Tutte le storie

La creazione dell'uomo

Livello B1 · 327 parole

La creazione dell'uomo

C'era una volta, oltre le valli verdeggianti, in cima a una montagna sacra che toccava il cielo, viveva un saggio maestro. Questo saggio maestro amava prendere terra umida e chiare gocce d'acqua per plasmare nuovi esseri viventi.
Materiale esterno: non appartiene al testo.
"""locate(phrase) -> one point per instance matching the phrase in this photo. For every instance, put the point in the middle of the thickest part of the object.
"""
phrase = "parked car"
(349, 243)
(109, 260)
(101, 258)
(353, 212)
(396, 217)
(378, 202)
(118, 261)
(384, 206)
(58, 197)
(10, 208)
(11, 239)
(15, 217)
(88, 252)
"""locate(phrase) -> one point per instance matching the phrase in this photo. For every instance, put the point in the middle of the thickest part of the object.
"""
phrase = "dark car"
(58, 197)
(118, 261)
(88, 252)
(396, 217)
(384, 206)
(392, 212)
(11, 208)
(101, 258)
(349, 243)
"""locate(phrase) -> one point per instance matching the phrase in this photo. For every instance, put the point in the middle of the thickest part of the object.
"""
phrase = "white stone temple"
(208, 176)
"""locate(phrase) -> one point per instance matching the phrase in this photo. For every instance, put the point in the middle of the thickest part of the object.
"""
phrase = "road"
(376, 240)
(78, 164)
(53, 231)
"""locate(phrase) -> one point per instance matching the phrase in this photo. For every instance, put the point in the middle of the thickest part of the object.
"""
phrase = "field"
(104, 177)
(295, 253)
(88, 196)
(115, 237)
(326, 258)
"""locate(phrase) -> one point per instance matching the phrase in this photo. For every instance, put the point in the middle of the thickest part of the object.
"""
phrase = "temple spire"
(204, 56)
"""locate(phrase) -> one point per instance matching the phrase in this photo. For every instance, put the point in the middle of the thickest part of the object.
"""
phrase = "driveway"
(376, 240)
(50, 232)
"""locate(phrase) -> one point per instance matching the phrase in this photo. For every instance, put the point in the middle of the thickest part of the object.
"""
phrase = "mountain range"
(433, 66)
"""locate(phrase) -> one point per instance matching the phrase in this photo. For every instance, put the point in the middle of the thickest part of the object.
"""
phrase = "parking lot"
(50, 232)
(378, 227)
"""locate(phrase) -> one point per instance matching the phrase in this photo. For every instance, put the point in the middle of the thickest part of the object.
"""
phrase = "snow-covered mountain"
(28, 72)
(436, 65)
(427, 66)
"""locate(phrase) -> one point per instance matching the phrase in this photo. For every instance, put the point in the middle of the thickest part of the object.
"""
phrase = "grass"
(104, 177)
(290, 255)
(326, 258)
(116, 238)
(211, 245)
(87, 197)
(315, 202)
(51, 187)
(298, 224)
Un giorno raccolse del fango rosso e morbido dalla riva del fiume e pensò a lungo. Voleva progettare una creatura speciale che corresse e giocasse nel mondo, ragionasse e sentisse l'amore. Plasmando il fango tra le sue mani con amore, iniziò a impastare il corpo del primo umano con grande cura.

Man mano che la figura umana emergeva lentamente dal fango, i curiosi animali dei dintorni si radunarono vicino al maestro. Il fiero leone della foresta si fece avanti e chiese al maestro con curiosità. "Gli darai artigli forti e denti affilati potenti come i miei?" Il saggio maestro sorrise e disse: "No, la sua forza più grande sarà la sua mente acuta e il suo cuore misericordioso." La veloce aquila che volteggiava nel cielo chiese: "Ebbene, gli darai enormi ali per volare?" Dando la forma finale al fango, il maestro guardò l'aquila e rispose: "Volerà in alto non con le ali, ma con i suoi sogni."

Ma la statua umana rimaneva immobile, guardando il cielo con occhi privi di vita. Il saggio maestro invocò tutte le forze della natura per dare vita a questa bella forma. Il vento soffiò un dolce respiro, e il sole asciugò e ravvivò la terra con la sua calda luce. La statua fece all'improvviso un profondo respiro e aprì gli occhi alla vita con amore. Quando il primo umano si alzò in piedi, non ebbe bisogno né degli artigli degli animali né delle ali degli uccelli.

Guardò intorno a sé con bontà e promise di vivere pacificamente con tutte le creature viventi del mondo. Il saggio maestro era orgoglioso di aver posto la capacità di pensare e amare nel cuore di questa creatura speciale che aveva creato. Ciò che rende prezioso un umano non è la forza fisica, ma la misericordia nel suo cuore e la saggezza nella sua mente. L'albero si riconosce dai suoi frutti.